Auction-Rate Bonds Lure Investors With 20% Interest
Feb. 18 (Bloomberg) -- The U.S. market for auction-rate securities that failed to draw enough buyers last week is luring new investors as interest rates soar to as much as 20 percent, Bank of America Corp. analysts said.
Less than a quarter of auctions failed that offered interest above 10 percent, analysts led by Jeffrey Rosenberg in New York wrote. The failure rate was as high as 98 percent at auctions offering 4 percent interest.
Banks including Citigroup Inc. and Goldman Sachs Group Inc. allowed hundreds of sales in the $330 billion market for the securities to fail last week after they couldn't attract bidders and didn't step in to buy unwanted debt. An unsuccessful auction of $100 million of notes sold by the Port Authority of New York & New Jersey raised the rate to 20 percent from 4.3 percent.
``Penalty rates as high as 20 percent making for very attractive investments'' helped bring new investors to the market, Rosenberg and Hans Mikkelsen wrote in the Feb. 15 note.

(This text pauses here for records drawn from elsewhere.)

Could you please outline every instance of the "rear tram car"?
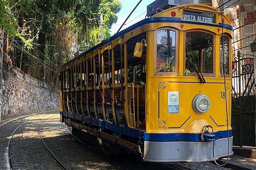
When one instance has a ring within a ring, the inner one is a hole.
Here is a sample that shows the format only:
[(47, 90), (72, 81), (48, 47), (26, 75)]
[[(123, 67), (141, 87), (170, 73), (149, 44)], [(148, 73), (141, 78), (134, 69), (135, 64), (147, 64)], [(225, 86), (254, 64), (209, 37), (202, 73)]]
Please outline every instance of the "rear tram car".
[(231, 22), (211, 6), (162, 1), (62, 67), (60, 120), (106, 153), (145, 161), (232, 155)]

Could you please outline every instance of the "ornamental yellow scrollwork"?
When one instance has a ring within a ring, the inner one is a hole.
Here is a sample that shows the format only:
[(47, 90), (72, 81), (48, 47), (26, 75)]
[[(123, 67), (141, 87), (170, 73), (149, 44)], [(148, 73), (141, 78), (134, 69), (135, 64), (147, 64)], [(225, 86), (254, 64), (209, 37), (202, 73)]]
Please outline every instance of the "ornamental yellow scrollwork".
[(158, 120), (158, 128), (160, 129), (166, 129), (166, 125), (167, 124), (166, 120), (163, 120), (160, 121), (159, 119)]
[(166, 85), (166, 83), (167, 82), (166, 81), (164, 82), (159, 82), (158, 85), (158, 90), (159, 90), (160, 89), (165, 90), (167, 86)]

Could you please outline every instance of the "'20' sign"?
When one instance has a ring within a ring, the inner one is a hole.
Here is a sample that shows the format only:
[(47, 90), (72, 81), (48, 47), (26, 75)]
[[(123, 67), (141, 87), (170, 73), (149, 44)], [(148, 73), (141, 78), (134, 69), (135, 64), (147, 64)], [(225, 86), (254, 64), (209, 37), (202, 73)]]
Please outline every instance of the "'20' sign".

Auction-rate securities are long-term bonds where the interest is reset at auctions held every seven, 28 or 35 days.
Banks stopped buying the securities for their own accounts to prevent failures after disclosing at least $146 billion of credit losses and writedowns stemming from subprime mortgages.
As banks backed away from the market, failed auctions have left holders unable to sell the securities and boosted interest costs for borrowers from cities to hospitals. An unsuccessful auction almost doubled seven-day borrowing costs on $15 million of bonds sold by Harrisburg International Airport in Pennsylvania to 14 percent.
AllianceBernstein Holding LP, the New York-based investment firm, BlackRock Inc. in New York and Boston-based Eaton Vance Corp. said last week that investors shunned debt auctions by some of their funds.
Banks' efforts to preserve their balance sheets by not buying auction-rate bonds may be an ``ineffective band-aid'' because borrowers may draw on credit lines provided by banks, the analysts for the Charlotte, North Carolina-based bank wrote.